Dixon stood his ground.

“It’s all over, boys. Time for everybody to go home.”

“Hell if it’s all over,” one of the big Harley fellas said, coming right up in Franklin’s face. “I’ll be damned if it’s all over, you sonofabitch. Why, I’m going to kick your—”

“Sheriff, come quick!” a man said above the murmurs and angry cries. He was standing in the doorway, just a silhouette with the blazing sun falling to the ridge behind him. Something about the way he called out made them all stop, freeze in fact, and look at him. It was Joe Beers. He stepped inside a bit, looking at the mess and Homer on the floor and all, taking the whole of it in and immediately understanding what was going on.

He stepped forward, pushing men aside, and took Sheriff Dixon’s hand, pumping it up and down. The man was laughing and crying at the same time.

“I seen your car out there on my way into town, Sheriff. Lord, I’m glad to find you here. I was going to the courthouse. Everbody’s there, the whole town. They all want to thank you for getting all our little girls back home safe.”

“You mean to say they’re all back?” one of the semidrunk fellas nearest the door said.

The bar went dead quiet.

“He’s lying,” Rawls said. “Don’t believe a word of it.”
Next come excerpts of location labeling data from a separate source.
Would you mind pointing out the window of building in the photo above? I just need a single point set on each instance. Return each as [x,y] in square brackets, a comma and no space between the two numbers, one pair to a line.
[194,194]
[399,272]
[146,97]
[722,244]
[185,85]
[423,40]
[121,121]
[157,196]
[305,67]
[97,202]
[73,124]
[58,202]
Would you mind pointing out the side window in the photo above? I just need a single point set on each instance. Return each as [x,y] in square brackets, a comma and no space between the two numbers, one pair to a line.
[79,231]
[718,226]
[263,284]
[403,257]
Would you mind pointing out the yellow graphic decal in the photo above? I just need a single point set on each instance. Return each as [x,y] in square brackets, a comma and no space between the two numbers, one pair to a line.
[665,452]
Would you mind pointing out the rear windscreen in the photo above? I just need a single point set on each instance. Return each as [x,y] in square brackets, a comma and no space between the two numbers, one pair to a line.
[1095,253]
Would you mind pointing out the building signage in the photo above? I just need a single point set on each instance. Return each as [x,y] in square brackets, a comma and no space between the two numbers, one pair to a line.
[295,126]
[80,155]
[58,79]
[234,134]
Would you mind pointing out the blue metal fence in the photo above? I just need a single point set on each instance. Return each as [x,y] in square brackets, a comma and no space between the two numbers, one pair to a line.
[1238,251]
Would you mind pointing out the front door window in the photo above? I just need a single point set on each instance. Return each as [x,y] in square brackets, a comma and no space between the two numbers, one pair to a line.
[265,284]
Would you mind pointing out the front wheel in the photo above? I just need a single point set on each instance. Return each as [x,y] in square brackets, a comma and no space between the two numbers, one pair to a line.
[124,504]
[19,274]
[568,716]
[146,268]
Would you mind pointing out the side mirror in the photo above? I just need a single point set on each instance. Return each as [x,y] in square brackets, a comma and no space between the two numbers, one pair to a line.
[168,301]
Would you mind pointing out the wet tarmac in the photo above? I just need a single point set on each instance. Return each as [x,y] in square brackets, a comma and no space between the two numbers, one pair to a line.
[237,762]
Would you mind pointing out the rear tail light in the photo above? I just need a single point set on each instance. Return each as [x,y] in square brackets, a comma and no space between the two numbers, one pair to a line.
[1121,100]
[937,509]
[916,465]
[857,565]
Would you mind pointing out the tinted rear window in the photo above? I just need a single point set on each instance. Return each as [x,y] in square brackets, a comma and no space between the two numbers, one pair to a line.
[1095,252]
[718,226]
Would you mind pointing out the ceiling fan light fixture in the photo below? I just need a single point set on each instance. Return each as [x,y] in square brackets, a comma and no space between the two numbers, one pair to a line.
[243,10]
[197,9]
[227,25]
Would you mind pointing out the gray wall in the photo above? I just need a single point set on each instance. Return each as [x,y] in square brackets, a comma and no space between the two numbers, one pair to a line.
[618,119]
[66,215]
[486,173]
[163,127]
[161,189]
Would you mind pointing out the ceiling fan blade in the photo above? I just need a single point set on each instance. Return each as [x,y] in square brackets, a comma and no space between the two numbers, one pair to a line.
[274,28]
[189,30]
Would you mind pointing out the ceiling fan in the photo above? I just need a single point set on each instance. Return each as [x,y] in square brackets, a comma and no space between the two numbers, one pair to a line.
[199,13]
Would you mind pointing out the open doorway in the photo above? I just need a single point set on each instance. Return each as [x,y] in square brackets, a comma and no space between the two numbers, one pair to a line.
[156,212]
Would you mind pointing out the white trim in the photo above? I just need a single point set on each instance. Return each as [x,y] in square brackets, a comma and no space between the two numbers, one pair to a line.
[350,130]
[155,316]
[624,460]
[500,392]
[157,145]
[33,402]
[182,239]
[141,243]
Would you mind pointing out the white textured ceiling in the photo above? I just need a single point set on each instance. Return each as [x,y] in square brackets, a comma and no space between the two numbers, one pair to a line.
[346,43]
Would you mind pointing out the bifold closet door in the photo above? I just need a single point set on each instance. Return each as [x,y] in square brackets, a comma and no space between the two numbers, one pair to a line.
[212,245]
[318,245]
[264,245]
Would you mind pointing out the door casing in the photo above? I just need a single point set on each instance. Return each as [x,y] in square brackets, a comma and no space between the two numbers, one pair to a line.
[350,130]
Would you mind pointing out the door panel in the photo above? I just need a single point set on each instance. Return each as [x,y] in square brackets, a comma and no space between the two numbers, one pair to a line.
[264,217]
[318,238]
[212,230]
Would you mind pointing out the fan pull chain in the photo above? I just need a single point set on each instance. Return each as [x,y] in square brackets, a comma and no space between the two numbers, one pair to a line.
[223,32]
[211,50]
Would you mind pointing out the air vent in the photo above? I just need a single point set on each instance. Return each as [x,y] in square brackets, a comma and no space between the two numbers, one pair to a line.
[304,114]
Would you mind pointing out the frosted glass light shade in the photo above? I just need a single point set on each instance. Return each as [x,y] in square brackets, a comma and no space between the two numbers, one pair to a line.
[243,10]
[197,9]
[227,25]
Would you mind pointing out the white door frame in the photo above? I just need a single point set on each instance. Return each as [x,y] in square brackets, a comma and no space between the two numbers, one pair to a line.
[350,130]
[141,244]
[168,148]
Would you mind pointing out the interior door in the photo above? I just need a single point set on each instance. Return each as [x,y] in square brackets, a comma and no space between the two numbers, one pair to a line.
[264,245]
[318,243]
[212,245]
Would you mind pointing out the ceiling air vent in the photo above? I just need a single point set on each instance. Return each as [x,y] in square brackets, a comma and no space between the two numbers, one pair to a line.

“All of them. Ever last one. Heck, my wife just called my cell and told me. An old moving van pulled up at the courthouse here not ten minutes ago and dropped them off. All five of ’em is what I hear. It’s a miracle is what it is. My wife Sherry’s there with Charlotte already. I got to go hug my daughter.”

“Are they all right?” Franklin said. “Unharmed?”

“Yes, sir. I asked. Sherry says they’re all physically unharmed as far as she can tell. She already called the Southwestern EMS and it’s on the way. Check everybody out, make sure they’re all right.”